DOS TOMBOS SE FAZ O SUJEITO



As bebedeiras das ideias midiáticas de outrem parecem nos trazer a ilusão de eliminar os sentimentos de angústia quando entramos em contato com o estranho que nos habita. Falar em nome própria custa muito mais que alguns trocados na conta bancária; custa sustentar e se responsabilizar pelas consequências dos efeitos que se produz enquanto se conquista o espaço ao sol.

Não é possível ser alguém sozinho. A família, as amizades, as parcerias, o analista entre outros que partilhamos a vida, são peças fundamentais para a construção do que estamos nos tornando. Os que passaram em nossa vida e não puderam ficar, tiveram os seus ciclos e ficaram o tempo necessário para mostrar na prática o que Freud já havia cantado a letra: somos sujeitos castrados. Por sermos castrados, o poder sobre algo ou alguém se dissolve junto com o narcisismo que nos faz sofrer no contato com o amor. 

É no encontro do atrito da pele contra a pele, que construímos o mundo afetivo interno e externo. São as fantasias das expectativas que permitem que possamos ralar o coração, a pele e o corpo no encontro com o outro, com a existência para além da nossa própria íris. É através do toque e das relações com o outro, que aprendemos a compreender e sentir o nosso próprio mundo. 

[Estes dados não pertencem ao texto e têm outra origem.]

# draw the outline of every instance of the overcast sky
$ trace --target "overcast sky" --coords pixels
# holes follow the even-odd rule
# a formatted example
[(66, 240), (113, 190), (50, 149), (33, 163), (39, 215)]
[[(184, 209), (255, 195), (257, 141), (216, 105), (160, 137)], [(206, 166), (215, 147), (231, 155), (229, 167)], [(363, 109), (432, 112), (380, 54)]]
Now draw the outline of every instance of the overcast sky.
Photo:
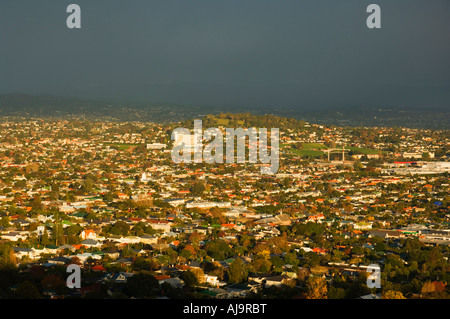
[[(81, 29), (66, 26), (71, 3)], [(5, 93), (448, 109), (450, 1), (1, 0)]]

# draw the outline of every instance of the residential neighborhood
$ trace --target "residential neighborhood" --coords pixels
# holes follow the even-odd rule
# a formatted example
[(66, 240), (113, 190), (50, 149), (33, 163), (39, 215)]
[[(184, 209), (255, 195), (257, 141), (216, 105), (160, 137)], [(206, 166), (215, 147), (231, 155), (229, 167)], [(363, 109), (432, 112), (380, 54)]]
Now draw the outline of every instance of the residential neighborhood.
[(0, 297), (449, 298), (448, 131), (203, 120), (279, 127), (278, 172), (173, 163), (192, 121), (0, 122)]

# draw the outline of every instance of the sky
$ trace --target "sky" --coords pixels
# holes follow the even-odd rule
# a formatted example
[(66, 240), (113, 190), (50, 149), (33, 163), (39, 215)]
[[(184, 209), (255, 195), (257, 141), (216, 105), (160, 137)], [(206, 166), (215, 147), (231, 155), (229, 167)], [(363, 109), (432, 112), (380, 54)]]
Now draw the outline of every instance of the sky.
[[(69, 29), (69, 4), (81, 29)], [(381, 29), (366, 12), (381, 7)], [(0, 94), (450, 109), (448, 0), (1, 0)]]

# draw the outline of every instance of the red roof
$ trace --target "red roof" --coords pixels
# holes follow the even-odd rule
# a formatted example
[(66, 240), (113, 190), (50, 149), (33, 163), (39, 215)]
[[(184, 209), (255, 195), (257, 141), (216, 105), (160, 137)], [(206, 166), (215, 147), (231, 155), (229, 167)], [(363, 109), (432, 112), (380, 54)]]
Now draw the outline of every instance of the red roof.
[(105, 267), (103, 267), (102, 265), (95, 265), (91, 269), (95, 271), (106, 271)]

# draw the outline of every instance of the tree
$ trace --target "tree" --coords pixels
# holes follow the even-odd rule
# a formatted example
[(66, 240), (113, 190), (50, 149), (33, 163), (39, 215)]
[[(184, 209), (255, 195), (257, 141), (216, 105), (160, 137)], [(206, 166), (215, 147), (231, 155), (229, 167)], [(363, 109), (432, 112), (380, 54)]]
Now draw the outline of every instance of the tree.
[(39, 289), (29, 280), (21, 282), (16, 291), (14, 292), (14, 296), (19, 299), (41, 299), (42, 296), (39, 293)]
[(325, 278), (310, 276), (306, 281), (307, 299), (327, 299), (327, 283)]
[(128, 278), (125, 284), (125, 291), (130, 297), (153, 297), (158, 289), (158, 280), (147, 273), (135, 274)]
[(201, 182), (196, 182), (196, 183), (192, 184), (192, 186), (189, 188), (189, 191), (194, 196), (201, 196), (201, 195), (203, 195), (203, 192), (205, 191), (205, 185), (203, 185), (203, 183), (201, 183)]
[(190, 269), (183, 272), (182, 279), (189, 287), (198, 285), (198, 278)]
[(381, 299), (406, 299), (406, 298), (400, 291), (387, 290), (381, 294)]
[(214, 239), (206, 244), (206, 253), (216, 260), (224, 260), (231, 254), (231, 249), (226, 241)]

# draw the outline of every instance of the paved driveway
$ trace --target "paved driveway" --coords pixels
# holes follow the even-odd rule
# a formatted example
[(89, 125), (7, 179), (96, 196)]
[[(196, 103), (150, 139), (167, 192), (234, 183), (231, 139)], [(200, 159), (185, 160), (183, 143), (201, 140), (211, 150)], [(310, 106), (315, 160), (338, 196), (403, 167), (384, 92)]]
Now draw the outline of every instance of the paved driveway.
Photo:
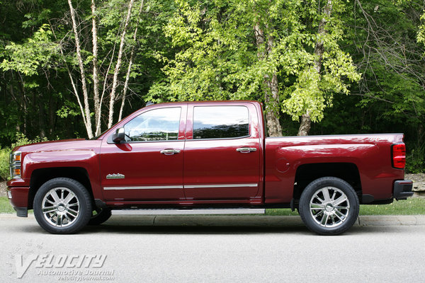
[[(113, 216), (76, 235), (52, 235), (33, 216), (2, 215), (0, 282), (420, 282), (425, 278), (423, 217), (361, 218), (360, 224), (339, 236), (312, 234), (298, 217), (226, 217)], [(150, 226), (154, 222), (158, 226)]]

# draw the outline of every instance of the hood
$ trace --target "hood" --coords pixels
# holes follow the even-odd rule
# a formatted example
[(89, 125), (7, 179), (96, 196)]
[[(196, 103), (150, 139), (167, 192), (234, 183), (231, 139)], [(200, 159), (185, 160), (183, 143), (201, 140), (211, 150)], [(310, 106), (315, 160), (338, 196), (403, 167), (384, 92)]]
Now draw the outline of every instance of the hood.
[(36, 144), (26, 144), (16, 146), (13, 151), (38, 152), (56, 151), (76, 149), (94, 149), (100, 146), (101, 141), (88, 140), (85, 139), (63, 139), (60, 141), (43, 142)]

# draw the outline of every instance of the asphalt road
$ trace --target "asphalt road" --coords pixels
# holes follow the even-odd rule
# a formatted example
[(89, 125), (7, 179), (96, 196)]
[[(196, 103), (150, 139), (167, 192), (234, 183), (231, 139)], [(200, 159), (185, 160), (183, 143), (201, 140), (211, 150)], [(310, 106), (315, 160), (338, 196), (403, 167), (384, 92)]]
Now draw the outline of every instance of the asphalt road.
[(423, 224), (363, 226), (361, 219), (342, 236), (319, 236), (298, 217), (262, 224), (261, 218), (244, 216), (239, 226), (226, 226), (225, 218), (211, 226), (213, 218), (200, 217), (179, 217), (178, 226), (163, 218), (165, 226), (152, 226), (154, 216), (113, 216), (76, 235), (52, 235), (33, 216), (0, 216), (0, 282), (412, 283), (425, 278)]

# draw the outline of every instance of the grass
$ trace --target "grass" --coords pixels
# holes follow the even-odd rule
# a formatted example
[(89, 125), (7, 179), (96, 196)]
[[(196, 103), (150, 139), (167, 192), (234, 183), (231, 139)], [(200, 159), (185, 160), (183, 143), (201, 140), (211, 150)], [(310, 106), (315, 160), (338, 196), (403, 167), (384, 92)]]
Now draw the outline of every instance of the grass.
[[(0, 213), (16, 213), (7, 197), (0, 197)], [(417, 214), (425, 214), (425, 199), (411, 198), (400, 202), (395, 201), (390, 204), (360, 206), (360, 215)], [(289, 209), (271, 209), (266, 210), (266, 215), (297, 216), (298, 213)]]

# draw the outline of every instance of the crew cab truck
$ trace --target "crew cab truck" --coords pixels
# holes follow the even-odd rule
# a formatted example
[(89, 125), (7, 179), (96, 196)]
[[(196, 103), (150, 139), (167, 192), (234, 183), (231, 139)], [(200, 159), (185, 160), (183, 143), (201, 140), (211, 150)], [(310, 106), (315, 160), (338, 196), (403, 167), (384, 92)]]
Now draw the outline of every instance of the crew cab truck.
[(360, 204), (412, 195), (402, 134), (266, 137), (256, 101), (171, 103), (136, 111), (91, 140), (18, 146), (8, 195), (54, 233), (115, 214), (261, 214), (297, 209), (322, 235)]

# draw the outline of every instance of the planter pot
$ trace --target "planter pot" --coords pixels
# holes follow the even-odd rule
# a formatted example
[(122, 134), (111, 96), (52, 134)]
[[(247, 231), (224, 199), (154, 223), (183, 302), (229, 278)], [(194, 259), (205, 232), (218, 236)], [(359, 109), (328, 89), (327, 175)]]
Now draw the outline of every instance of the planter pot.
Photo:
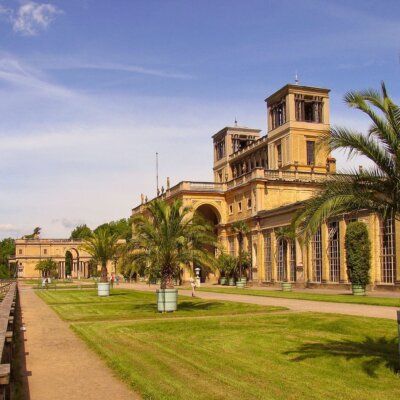
[(239, 278), (236, 281), (236, 287), (241, 288), (241, 289), (245, 288), (246, 287), (246, 278)]
[(97, 294), (99, 296), (109, 296), (110, 295), (110, 284), (108, 282), (98, 282), (97, 283)]
[(157, 290), (157, 310), (171, 312), (178, 309), (178, 289)]
[(282, 282), (282, 291), (283, 292), (291, 292), (292, 284), (290, 282)]
[(361, 285), (351, 285), (354, 296), (365, 296), (365, 287)]

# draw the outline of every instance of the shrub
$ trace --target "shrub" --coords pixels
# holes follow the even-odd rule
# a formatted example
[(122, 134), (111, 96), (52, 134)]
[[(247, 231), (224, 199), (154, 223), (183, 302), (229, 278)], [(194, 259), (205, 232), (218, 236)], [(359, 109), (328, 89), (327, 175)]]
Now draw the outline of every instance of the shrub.
[(369, 283), (371, 243), (368, 229), (363, 222), (350, 222), (346, 237), (347, 274), (353, 285), (365, 287)]

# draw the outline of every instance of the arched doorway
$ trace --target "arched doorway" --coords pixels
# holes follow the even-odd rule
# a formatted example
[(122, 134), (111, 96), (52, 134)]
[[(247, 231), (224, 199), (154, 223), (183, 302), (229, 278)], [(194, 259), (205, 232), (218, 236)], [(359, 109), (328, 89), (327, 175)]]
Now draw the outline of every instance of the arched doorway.
[[(202, 204), (197, 207), (196, 213), (199, 214), (202, 218), (204, 218), (207, 222), (209, 222), (214, 227), (214, 233), (218, 235), (218, 224), (221, 220), (221, 216), (219, 211), (211, 204)], [(216, 248), (212, 245), (207, 245), (206, 249), (212, 254), (216, 255)], [(193, 268), (200, 268), (200, 282), (204, 283), (208, 279), (214, 278), (214, 274), (209, 269), (194, 265)]]
[(65, 278), (69, 278), (70, 276), (72, 276), (73, 263), (74, 257), (72, 256), (72, 253), (68, 250), (65, 253)]

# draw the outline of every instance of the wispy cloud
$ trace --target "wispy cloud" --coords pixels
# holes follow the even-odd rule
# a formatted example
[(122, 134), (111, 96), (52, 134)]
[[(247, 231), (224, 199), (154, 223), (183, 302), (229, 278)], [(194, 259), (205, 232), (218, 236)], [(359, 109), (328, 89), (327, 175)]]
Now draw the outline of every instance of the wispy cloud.
[(53, 4), (38, 4), (29, 1), (22, 4), (12, 18), (14, 32), (25, 36), (35, 36), (45, 31), (62, 11)]

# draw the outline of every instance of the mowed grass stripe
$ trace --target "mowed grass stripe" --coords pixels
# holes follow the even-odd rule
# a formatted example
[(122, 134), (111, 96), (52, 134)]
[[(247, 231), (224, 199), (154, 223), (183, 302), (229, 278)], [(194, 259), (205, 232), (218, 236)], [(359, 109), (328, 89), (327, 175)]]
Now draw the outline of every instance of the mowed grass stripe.
[[(379, 329), (377, 321), (382, 325)], [(279, 325), (285, 328), (279, 330)], [(338, 325), (347, 325), (348, 333), (338, 333)], [(74, 324), (74, 329), (125, 371), (123, 375), (130, 376), (129, 383), (145, 398), (383, 400), (400, 395), (398, 376), (385, 366), (385, 360), (397, 360), (396, 326), (391, 321), (287, 314), (243, 316), (243, 321), (229, 317), (191, 320), (189, 324), (180, 320), (131, 326)], [(364, 331), (375, 342), (387, 337), (385, 343), (390, 345), (382, 348), (378, 358), (362, 346)], [(107, 342), (106, 337), (119, 345)], [(351, 351), (346, 346), (341, 355), (327, 350), (330, 343), (334, 349), (335, 343), (346, 342), (351, 343)], [(318, 349), (321, 343), (328, 347), (320, 354), (311, 352), (304, 360), (295, 360), (304, 355), (302, 346)], [(363, 363), (368, 361), (376, 364), (376, 377), (364, 371)], [(188, 396), (193, 386), (196, 391)]]
[[(189, 290), (188, 288), (181, 288)], [(353, 296), (349, 294), (322, 294), (322, 293), (304, 293), (304, 292), (283, 292), (279, 290), (257, 290), (257, 289), (239, 289), (224, 287), (203, 287), (196, 289), (199, 292), (226, 293), (237, 295), (249, 295), (260, 297), (276, 297), (283, 299), (323, 301), (328, 303), (349, 303), (349, 304), (367, 304), (374, 306), (400, 307), (400, 298), (393, 297), (373, 297), (371, 296)]]

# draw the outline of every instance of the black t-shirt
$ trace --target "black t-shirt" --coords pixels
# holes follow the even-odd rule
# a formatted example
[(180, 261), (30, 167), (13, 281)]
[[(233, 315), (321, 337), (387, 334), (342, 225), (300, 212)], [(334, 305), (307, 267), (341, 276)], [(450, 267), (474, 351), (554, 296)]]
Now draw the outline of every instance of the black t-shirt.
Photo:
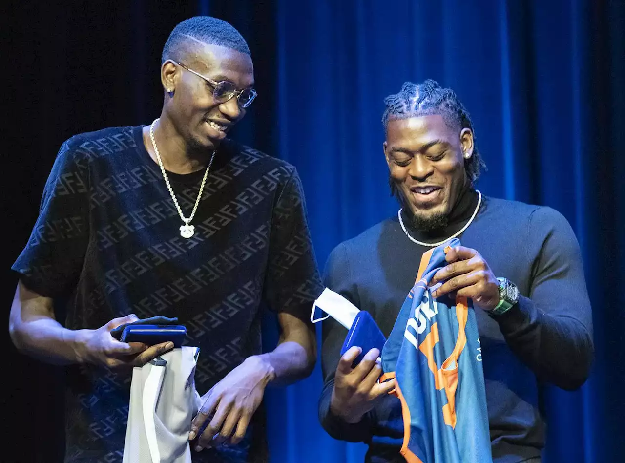
[[(476, 192), (465, 192), (442, 234), (420, 233), (406, 218), (404, 224), (416, 239), (437, 242), (459, 231), (477, 204)], [(539, 457), (545, 437), (539, 382), (579, 387), (592, 357), (591, 306), (579, 247), (566, 219), (556, 211), (491, 197), (483, 198), (475, 219), (459, 237), (462, 246), (482, 255), (495, 276), (516, 284), (521, 295), (517, 305), (499, 317), (475, 311), (493, 461), (516, 463)], [(337, 246), (328, 258), (325, 283), (369, 311), (388, 337), (428, 249), (411, 241), (396, 216)], [(369, 444), (368, 462), (404, 462), (397, 397), (384, 397), (356, 424), (331, 412), (334, 371), (347, 330), (328, 319), (322, 332), (325, 384), (319, 416), (324, 428), (336, 439)]]
[[(77, 135), (63, 144), (39, 218), (12, 266), (42, 296), (63, 300), (66, 326), (96, 329), (134, 313), (178, 317), (201, 349), (203, 394), (261, 352), (261, 307), (308, 318), (320, 292), (296, 169), (231, 141), (218, 150), (191, 224), (182, 224), (142, 127)], [(204, 174), (168, 176), (189, 217)], [(129, 377), (68, 369), (68, 462), (121, 462)], [(194, 461), (265, 461), (263, 411), (238, 446)]]

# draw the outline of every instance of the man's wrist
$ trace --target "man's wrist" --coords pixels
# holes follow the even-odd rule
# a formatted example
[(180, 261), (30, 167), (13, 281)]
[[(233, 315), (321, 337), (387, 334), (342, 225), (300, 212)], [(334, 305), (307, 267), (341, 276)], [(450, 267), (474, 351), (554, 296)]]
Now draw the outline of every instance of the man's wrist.
[(89, 356), (87, 343), (93, 332), (93, 330), (64, 329), (62, 331), (63, 342), (67, 342), (74, 352), (74, 362), (78, 364), (89, 363)]
[(341, 410), (339, 409), (337, 407), (337, 403), (338, 399), (336, 399), (336, 396), (334, 396), (334, 392), (332, 394), (332, 399), (330, 399), (330, 413), (334, 416), (336, 417), (339, 419), (344, 421), (348, 424), (357, 424), (362, 421), (362, 417), (364, 416), (364, 414), (346, 414), (344, 413)]
[(267, 354), (248, 357), (242, 364), (249, 365), (258, 371), (261, 376), (261, 381), (263, 383), (263, 386), (266, 386), (276, 379), (276, 369), (271, 364), (271, 361), (268, 358)]

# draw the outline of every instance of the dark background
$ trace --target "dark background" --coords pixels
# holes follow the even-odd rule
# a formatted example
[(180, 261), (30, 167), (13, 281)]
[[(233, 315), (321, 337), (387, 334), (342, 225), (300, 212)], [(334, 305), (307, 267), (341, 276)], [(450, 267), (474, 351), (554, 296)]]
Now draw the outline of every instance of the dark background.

Não é possível construir e aprender sobre si mesmo sozinho. Se faz preciso que o outro exista em sua singularidade, para que assim possamos tocar o mais íntimo de nós mesmos: o amor e o ódio são uma dessas vias. Muitas vezes amamos e odiamos o mesmo objeto em que endereçamos nosso interesse de vida. A luta é transformar o narcisismo em uma via possível para que o amor deslize e emita a sua linguagem nos corpos amantes. 

Os tombos se fazem necessários na construção de novas ideias, de novas rotas, de novos projetos e para o acesso do próprio inconsciente. No pior é que se constrói grandes ideias, grandes caminhos, e aprendemos a ser criativos com nossa própria vida. Transformando o nosso pior em ponte para que o nosso melhor possa renascer e pintar nossa história no mundo.